Connecting (Lily Dale #3)(23)
“I don’t like clubs,” Jacy tells him with a shrug. “But I’ll play you sometime, if you want.”
“Okay.” Donald’s obvious disappointment isn’t lost on Jacy.
“Tomorrow,” Jacy tells him. “At lunch. We’ll play. Okay?”
“I don’t go to lunch on Tuesdays. I have French Horn then.”
“Then Wednesday. You bring the set.”
Donald brightens immediately. “Sure.”
“Good. See you then.”
Donald lumbers away with the oversized male teacher protectively trailing along behind him, clearly intending to see him safely to chess club.
Calla, still momentarily distracted from her own problems, stands with Jacy, watching them go.
“I wonder why he didn’t give that kid detention,” she murmurs. “Who?”
“The teacher.”
“What teacher?”
She points, then realizes that the man walking with Donald is no teacher. There’s something about the way he drifts along, almost weightless despite his obese build . . .
“You don’t see him, do you.” It’s not a question, and as Jacy shakes his head, she acknowledges the truth.
The man is yet another spirit.
“I’m never going to get used to this,” she mutters with a sigh.
“What does he look like?” Jacy asks, and she briefly describes him. “That’s Donald’s father, I bet. I heard he died a few years ago. Heart attack, I think.”
Calla’s heart sinks.
So Donald is part of the sad little club, too; he knows what it’s like to suddenly lose a parent.
She swallows hard, picturing Donald’s father lovingly carving a chess set for his son, and knowing Donald lost one of the few people in this world who had been kind to him.
She’s been here long enough to know that the Reamers don’t live in the Dale but somewhere on the rural outskirts. It doesn’t necessarily mean Donald isn’t psychically aware, but she figures the odds are against it.
He probably doesn’t realize his father watches over him from the Other Side. He’s not aware that his father sees how the other kids torture his son, how he tries to protect him. All he knows is that he’s been robbed of the parent who loved him.
She realizes she’s about to cry.
It’s just too much. She can’t handle this. Any of it.
“I’ve got to go,” she tells Jacy abruptly. “I’m babysitting for Paula Drumm’s kids today, and I can’t be late.”
Jacy says nothing, just keeps up with her as she resumes her sprint down the hall.
Arriving at her locker, she reaches for the combination lock, but Jacy puts his hand on her arm. “Wait.

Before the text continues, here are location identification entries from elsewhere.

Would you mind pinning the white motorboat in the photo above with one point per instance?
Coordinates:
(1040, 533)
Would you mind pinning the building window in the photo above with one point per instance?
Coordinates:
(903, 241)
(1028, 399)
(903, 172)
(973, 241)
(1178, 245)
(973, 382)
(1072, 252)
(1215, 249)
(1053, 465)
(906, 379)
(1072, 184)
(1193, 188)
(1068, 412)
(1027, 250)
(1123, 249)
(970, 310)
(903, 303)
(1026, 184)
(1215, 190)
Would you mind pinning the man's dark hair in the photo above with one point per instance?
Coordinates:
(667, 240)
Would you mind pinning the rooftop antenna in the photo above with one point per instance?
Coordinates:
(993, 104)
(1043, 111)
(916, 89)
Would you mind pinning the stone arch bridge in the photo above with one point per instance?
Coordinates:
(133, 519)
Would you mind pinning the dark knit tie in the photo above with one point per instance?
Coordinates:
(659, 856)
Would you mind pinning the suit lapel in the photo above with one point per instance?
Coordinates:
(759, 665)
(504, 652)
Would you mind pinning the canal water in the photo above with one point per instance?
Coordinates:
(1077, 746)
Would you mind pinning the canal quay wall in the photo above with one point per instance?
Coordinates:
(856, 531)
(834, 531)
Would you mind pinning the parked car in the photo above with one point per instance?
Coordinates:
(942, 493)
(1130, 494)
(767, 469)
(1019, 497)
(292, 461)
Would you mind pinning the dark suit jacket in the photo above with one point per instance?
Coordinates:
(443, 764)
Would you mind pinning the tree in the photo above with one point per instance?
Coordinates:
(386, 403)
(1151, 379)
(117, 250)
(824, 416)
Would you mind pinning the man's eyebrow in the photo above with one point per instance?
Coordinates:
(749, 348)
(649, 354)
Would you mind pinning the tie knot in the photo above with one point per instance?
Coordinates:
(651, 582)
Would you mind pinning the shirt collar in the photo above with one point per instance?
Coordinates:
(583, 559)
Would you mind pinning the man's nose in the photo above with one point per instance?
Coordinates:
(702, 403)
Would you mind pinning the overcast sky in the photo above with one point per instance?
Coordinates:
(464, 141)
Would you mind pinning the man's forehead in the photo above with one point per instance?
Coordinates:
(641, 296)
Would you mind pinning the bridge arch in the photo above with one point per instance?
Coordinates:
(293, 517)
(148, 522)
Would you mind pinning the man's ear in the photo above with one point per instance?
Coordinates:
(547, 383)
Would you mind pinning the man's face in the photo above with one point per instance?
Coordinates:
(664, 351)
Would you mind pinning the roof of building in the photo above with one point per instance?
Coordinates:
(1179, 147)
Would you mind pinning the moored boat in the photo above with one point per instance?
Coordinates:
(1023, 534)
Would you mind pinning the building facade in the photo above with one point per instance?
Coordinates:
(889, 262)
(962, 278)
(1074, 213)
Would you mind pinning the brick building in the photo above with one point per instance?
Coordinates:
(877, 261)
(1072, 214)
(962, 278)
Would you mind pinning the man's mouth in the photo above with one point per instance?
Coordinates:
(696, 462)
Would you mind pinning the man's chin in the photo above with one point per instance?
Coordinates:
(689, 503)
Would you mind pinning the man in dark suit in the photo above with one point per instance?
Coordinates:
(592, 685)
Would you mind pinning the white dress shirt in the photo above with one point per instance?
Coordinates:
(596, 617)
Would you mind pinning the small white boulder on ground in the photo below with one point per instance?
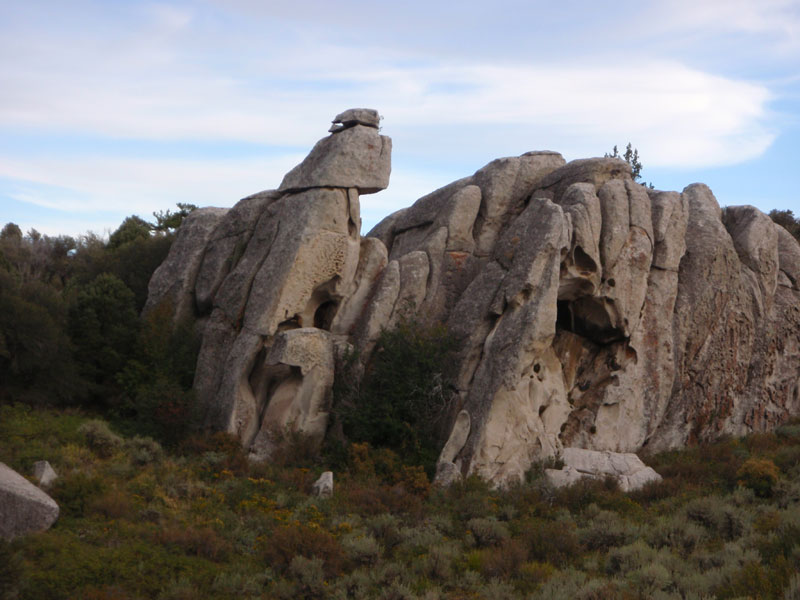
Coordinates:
(627, 468)
(323, 487)
(24, 508)
(44, 474)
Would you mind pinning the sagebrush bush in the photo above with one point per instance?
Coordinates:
(143, 450)
(361, 549)
(488, 532)
(607, 530)
(288, 541)
(759, 475)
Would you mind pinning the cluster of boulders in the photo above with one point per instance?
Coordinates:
(590, 311)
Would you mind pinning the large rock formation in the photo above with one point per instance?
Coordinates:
(590, 311)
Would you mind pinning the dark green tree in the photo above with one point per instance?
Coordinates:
(36, 364)
(168, 221)
(631, 156)
(132, 228)
(103, 325)
(404, 397)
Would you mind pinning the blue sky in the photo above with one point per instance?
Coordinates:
(110, 108)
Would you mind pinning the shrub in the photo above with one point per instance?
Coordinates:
(555, 542)
(361, 549)
(75, 493)
(143, 450)
(100, 438)
(385, 528)
(677, 533)
(196, 541)
(629, 558)
(532, 574)
(114, 504)
(439, 562)
(403, 399)
(759, 475)
(505, 559)
(310, 577)
(488, 532)
(287, 541)
(717, 516)
(607, 530)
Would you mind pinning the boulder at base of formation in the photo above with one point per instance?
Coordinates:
(24, 508)
(629, 471)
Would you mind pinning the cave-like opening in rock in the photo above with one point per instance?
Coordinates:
(588, 317)
(323, 316)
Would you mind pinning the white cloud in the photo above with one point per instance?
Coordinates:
(140, 186)
(166, 73)
(780, 18)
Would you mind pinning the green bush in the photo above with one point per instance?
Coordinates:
(403, 400)
(76, 492)
(100, 438)
(759, 475)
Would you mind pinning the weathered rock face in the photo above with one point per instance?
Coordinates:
(272, 279)
(24, 508)
(590, 311)
(628, 470)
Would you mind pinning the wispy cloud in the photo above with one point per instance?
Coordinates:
(275, 75)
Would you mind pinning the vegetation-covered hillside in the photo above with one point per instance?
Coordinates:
(202, 522)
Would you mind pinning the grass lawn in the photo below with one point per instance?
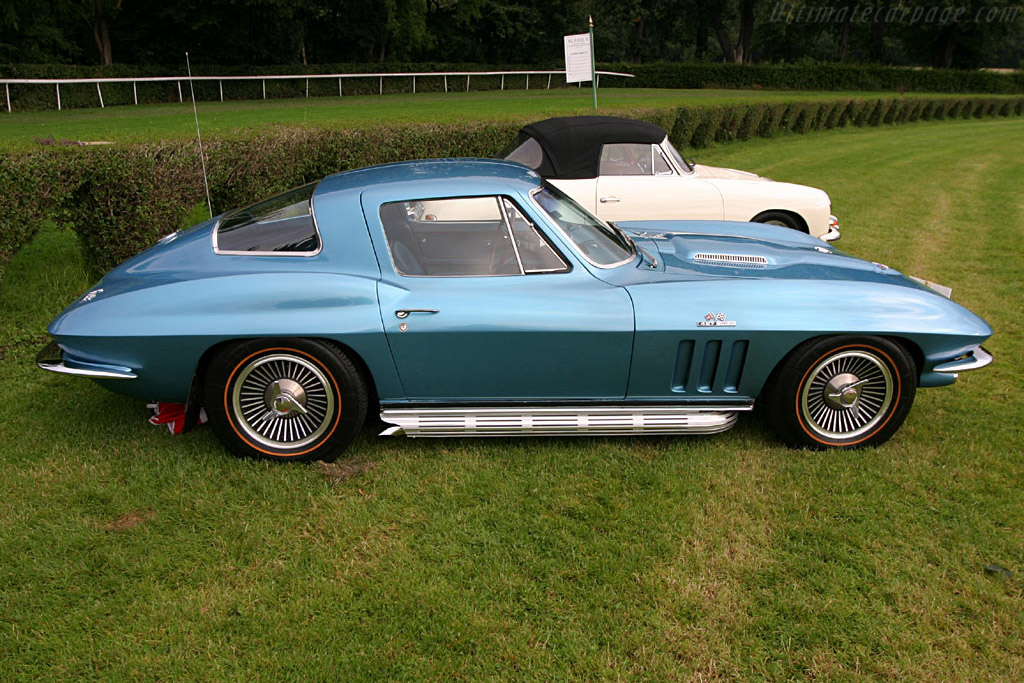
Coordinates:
(150, 122)
(129, 553)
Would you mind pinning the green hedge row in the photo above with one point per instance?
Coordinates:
(775, 77)
(820, 77)
(121, 199)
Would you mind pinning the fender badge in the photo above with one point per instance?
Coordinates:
(91, 295)
(713, 321)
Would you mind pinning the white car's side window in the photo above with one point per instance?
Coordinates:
(634, 159)
(626, 159)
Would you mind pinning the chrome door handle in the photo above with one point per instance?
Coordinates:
(404, 312)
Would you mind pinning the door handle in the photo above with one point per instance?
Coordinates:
(404, 312)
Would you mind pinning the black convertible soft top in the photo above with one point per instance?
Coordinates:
(572, 144)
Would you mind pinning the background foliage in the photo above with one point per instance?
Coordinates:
(288, 32)
(121, 199)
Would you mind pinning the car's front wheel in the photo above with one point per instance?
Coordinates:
(842, 392)
(298, 399)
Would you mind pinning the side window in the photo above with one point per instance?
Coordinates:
(536, 254)
(283, 225)
(465, 237)
(627, 159)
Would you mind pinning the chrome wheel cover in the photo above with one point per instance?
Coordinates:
(847, 394)
(283, 401)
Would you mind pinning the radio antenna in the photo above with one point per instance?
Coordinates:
(202, 158)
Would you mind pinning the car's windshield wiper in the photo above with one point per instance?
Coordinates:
(647, 255)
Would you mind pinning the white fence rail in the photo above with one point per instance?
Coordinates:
(307, 77)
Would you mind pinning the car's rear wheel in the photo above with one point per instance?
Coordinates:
(842, 392)
(298, 399)
(779, 218)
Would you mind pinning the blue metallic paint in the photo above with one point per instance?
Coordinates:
(626, 333)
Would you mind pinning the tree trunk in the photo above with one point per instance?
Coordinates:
(701, 38)
(101, 34)
(844, 42)
(879, 36)
(942, 48)
(728, 51)
(745, 31)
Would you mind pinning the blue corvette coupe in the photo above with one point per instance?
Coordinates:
(469, 297)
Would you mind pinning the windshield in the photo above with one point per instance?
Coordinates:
(600, 244)
(675, 155)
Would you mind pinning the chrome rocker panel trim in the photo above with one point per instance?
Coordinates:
(543, 421)
(51, 358)
(979, 357)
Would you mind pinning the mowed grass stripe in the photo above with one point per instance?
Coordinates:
(907, 595)
(131, 553)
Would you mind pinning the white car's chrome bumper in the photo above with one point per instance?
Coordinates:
(833, 235)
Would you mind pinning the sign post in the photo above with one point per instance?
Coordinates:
(580, 59)
(593, 63)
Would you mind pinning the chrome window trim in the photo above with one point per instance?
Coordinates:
(684, 169)
(508, 231)
(663, 174)
(567, 266)
(572, 244)
(312, 214)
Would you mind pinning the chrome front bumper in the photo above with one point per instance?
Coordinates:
(979, 357)
(51, 357)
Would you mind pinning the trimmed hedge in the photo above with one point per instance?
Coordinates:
(121, 199)
(701, 75)
(819, 77)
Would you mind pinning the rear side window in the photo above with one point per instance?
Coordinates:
(283, 225)
(466, 237)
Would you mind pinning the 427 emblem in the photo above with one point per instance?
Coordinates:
(713, 321)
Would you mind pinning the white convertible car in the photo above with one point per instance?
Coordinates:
(621, 169)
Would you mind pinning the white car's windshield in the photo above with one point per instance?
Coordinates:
(683, 164)
(600, 244)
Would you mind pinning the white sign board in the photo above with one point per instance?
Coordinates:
(578, 65)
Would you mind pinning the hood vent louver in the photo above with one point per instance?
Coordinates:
(740, 260)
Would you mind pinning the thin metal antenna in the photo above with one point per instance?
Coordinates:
(202, 157)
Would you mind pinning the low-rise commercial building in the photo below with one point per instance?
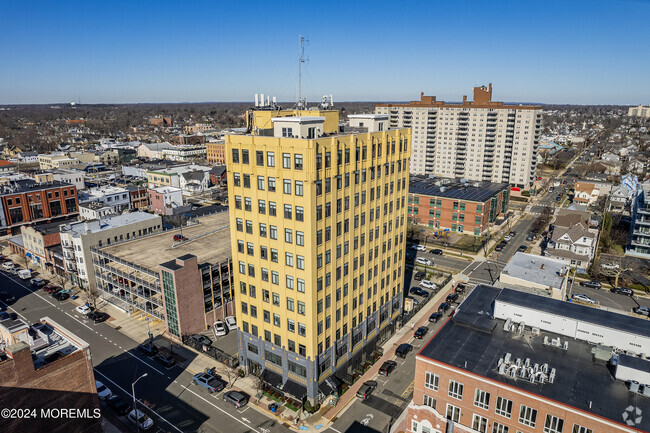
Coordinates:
(510, 361)
(78, 238)
(46, 367)
(26, 201)
(469, 207)
(187, 283)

There’s something I need to tell you.”
“What?” Something tells her it’s not going to be a heartfelt declaration of true love.
“It’s been bugging me all week, ever since I found out about that guy attacking you.”
“Wait . . . how did you find out about that?”
“I asked one of the cops.”
“But they said they weren’t going to let it get out!”
“Not to the public. But I know this guy, Figeroa, he’s sort of a friend of mine.”
“You have a friend on the police force?” she asks dubiously, then sees his expression and remembers that he’s been through a lot more than most people his age.
“Figeroa knows I’m not going to say anything to anyone, and he knew I was worried, so . . .” He shrugs.
He was worried about me.
But that doesn’t mean he has feelings for me.
“Whatever, Jacy.” She pulls her arm from his grasp, then forces herself to look at her watch, as though he’s keeping her from an engagement far more pressing than babysitting.
Yeah, like hurling herself off the nearest tall building—not that there are any for miles around.
Looks like you’ll just have to carry on indefinitely in sheer humiliation. Nice going.
Jacy touches her arm again, more gently this time.
“Calla . . . I’m sorry I haven’t talked to you all week. Bad way to handle things—maybe I suck at communication. What can I say? But I’m trying to talk to you now.”
Okay, that’s encouraging . . . not that it takes away a shred of her embarrassment.
“Can you please just . . . what is it you need to tell me?
Because I really have to get to Paula’s.”
He clears his throat. “Last week I told you I was worried about you because I’d had a vision of you in some kind of trouble.”
“No, you didn’t.”
“Yeah, I did. I told you that night after we went to see the Yateses, remember?”
Remember? It was when he was holding her hand, right after he almost kissed her . . . how could she forget?
Except he didn’t say anything about a vision.
“You just said you were worried,” she reminds him, “and that I should be careful.”
“Oh. I guess I didn’t mention the vision. I didn’t want to scare you with the specifics.”
“So you saw a man coming after me?”
“I saw . . . listen, the details aren’t important. When I heard what happened to you Saturday night, I figured that must have been what I was seeing. But . . . it wasn’t.”